The future of manufacturing will definitely include robots—and the future is now. There are already many automated processes, with more to come.  But how many more robots and automated machines will there be? Will all human factory workers eventually be replaced, or is this just science fiction?

Automation enabled manufacturing’s latest trend known as lights-out production, a term for facilities able to operate without lights and without any human oversight. At the lights out FANUC (factor automated numerical control) facility in Japan, robots are creating other robots.

Not only the lights are off, so are the A/C and heating. The automated workforce operates continuously, without any breaks. Through this automated, lights out process, FANUC creates 22,000 to 23,000 CNC machines monthly.

FANUC, with its 24/7/365 production schedule, is an uncommon production facility. What’s more common is having automated processes occurring during the third shift for a few hours a day—at least as a starting point.

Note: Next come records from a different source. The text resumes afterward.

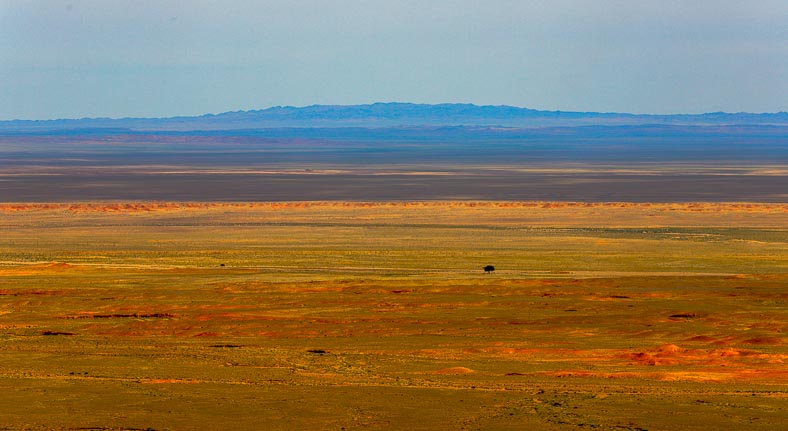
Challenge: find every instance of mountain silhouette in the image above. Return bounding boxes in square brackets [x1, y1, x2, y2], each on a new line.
[2, 102, 787, 131]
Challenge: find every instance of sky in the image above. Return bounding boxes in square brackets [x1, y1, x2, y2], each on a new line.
[1, 0, 786, 120]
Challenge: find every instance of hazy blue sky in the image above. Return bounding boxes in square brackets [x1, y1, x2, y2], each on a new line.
[1, 0, 786, 119]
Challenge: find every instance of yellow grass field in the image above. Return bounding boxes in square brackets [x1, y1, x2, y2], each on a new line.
[0, 202, 786, 430]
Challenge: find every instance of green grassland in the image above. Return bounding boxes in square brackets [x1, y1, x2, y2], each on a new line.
[0, 203, 786, 430]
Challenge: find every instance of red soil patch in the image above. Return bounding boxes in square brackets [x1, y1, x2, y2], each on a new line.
[288, 286, 348, 293]
[624, 344, 703, 366]
[714, 348, 744, 357]
[626, 352, 674, 366]
[620, 344, 787, 371]
[542, 370, 595, 378]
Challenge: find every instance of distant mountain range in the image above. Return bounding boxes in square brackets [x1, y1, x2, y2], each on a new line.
[2, 103, 787, 132]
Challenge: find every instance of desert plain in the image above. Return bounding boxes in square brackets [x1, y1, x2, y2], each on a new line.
[0, 201, 785, 430]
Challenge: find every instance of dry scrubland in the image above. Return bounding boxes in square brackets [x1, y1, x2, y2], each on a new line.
[0, 202, 786, 430]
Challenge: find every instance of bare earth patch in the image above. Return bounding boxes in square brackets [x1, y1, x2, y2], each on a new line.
[0, 202, 785, 430]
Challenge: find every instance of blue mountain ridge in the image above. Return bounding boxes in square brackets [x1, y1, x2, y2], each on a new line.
[2, 102, 787, 132]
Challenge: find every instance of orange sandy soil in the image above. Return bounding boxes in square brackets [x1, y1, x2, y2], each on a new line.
[0, 202, 785, 430]
[1, 201, 787, 228]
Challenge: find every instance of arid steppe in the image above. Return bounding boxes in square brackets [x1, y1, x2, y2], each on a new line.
[0, 202, 785, 430]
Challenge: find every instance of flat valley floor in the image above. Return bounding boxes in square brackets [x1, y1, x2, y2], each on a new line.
[0, 202, 786, 430]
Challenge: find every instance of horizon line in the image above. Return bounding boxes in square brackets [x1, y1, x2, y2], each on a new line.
[2, 101, 787, 123]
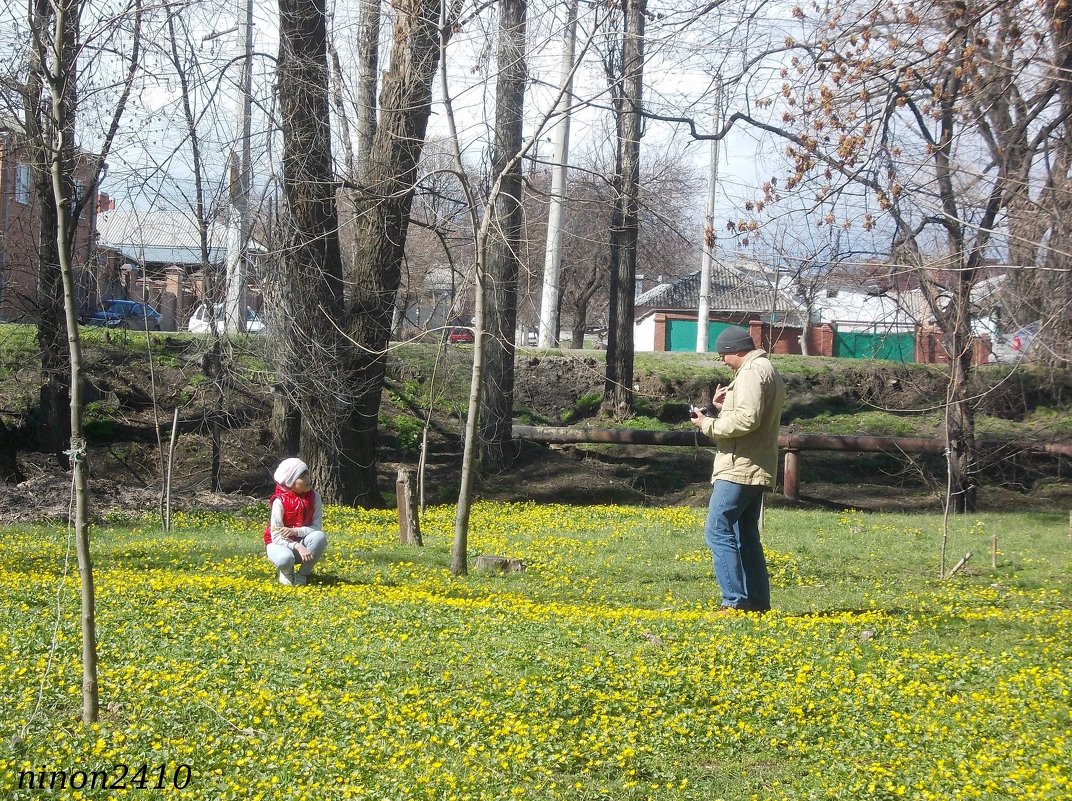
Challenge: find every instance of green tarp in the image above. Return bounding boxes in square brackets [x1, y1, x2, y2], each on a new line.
[833, 330, 915, 362]
[665, 320, 734, 352]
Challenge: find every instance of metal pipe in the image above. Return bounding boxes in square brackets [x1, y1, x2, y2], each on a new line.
[783, 449, 800, 501]
[780, 433, 946, 454]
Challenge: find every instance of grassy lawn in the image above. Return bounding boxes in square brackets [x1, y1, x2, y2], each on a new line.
[2, 502, 1070, 800]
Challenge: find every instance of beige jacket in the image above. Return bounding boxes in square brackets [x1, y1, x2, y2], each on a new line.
[699, 349, 785, 487]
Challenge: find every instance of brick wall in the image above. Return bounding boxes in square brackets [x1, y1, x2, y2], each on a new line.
[805, 324, 836, 356]
[749, 320, 805, 354]
[0, 136, 100, 322]
[915, 328, 993, 366]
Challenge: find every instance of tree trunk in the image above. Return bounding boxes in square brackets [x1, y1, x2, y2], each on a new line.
[603, 167, 624, 399]
[603, 0, 645, 414]
[570, 257, 602, 349]
[356, 0, 380, 175]
[276, 0, 350, 501]
[271, 382, 301, 457]
[1001, 1, 1072, 365]
[452, 264, 486, 577]
[347, 0, 451, 506]
[31, 125, 71, 464]
[27, 0, 95, 467]
[571, 309, 586, 349]
[1036, 107, 1072, 367]
[944, 326, 977, 513]
[478, 0, 527, 472]
[43, 0, 98, 724]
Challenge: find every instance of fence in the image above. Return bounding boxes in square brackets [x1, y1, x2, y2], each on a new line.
[511, 425, 1072, 501]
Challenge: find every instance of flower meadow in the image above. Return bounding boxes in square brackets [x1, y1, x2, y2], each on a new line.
[1, 501, 1070, 800]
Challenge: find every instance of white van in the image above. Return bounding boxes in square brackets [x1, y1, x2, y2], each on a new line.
[187, 304, 267, 335]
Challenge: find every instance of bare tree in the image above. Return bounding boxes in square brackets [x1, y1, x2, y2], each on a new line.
[447, 1, 650, 572]
[747, 214, 854, 355]
[345, 0, 460, 506]
[603, 0, 645, 414]
[478, 0, 527, 472]
[981, 1, 1072, 367]
[519, 147, 700, 348]
[720, 0, 1071, 512]
[23, 0, 143, 724]
[274, 0, 350, 499]
[355, 0, 381, 174]
[163, 6, 230, 490]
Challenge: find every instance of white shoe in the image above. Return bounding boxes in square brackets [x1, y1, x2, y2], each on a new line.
[294, 573, 309, 587]
[278, 570, 294, 586]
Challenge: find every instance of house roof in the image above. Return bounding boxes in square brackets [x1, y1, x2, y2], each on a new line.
[812, 286, 921, 329]
[0, 114, 25, 137]
[97, 209, 264, 267]
[636, 261, 798, 321]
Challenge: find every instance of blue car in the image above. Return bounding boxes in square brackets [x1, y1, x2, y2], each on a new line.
[83, 299, 163, 331]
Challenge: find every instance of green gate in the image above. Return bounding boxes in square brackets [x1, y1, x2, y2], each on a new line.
[665, 320, 733, 352]
[833, 330, 915, 362]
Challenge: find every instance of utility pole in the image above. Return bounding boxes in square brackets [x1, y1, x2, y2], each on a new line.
[225, 0, 253, 334]
[537, 0, 579, 349]
[696, 80, 721, 353]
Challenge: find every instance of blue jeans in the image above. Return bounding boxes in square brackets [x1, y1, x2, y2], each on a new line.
[703, 480, 771, 611]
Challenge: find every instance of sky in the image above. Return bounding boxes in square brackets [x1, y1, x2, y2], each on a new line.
[0, 0, 867, 265]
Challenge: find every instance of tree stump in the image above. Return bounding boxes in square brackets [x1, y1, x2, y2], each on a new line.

However, before a company even considers lights-out production, automation systems must already be in place. Companies with interest in seeing if lights-out production is a cost-effective option, turn to specialists like Midwest Engineering Systems (MWES) for customized automation solutions and machine designs.

Although lights-out production isn’t for every company, there are some major benefits including the following:

  • Increased product quality
  • Improved throughput
  • Decrease in workplace injuries—especially in hazardous work environments
  • Fills in a skilled worker shortage
  • A decrease in labor costs

Douglas Peterson, general manager for collaborative robots maker Universal Robots, told Automation World the criteria to determine what would work is best for a robot vs. what work would be best for human workers.

“Robots are uniquely suited to any manufacturing task that is dirty, dangerous or dull. If the process doesn’t require human dexterity, mental agility or problem-solving skills, then it can be done by a robot.”

Implementing lights-out production is a complex and difficult process. CNC Cookbook outlines and details the many challenges that can come with starting a lights-out production process, with the largest challenge being perfecting processes.

For example, even with the most cutting-edge technology, if a single process is faulty, the whole system is at risk of failure in an automated environment.  Testing new equipment and ensuring a seamless production process is critical. Having human supervisors and maintenance techs on-site is often recommended.

On the finance side, the upfront costs of lights-out production can be cost-prohibitive for many. Experts say facilities debating a move to a lights-out system should expect a return on their upfront investment within two years. If the gains in efficiency and productivity will pay of the cost of the automated machines and components themselves within 2 years, the investment likely makes sense.

Automation’s popularity grows as lights-out production is becoming more commonplace and less of a novelty. Machines will likely replace many workers who perform more dangerous or repetitive tasks while helping to boost productivity gains and profitability for many manufacturers.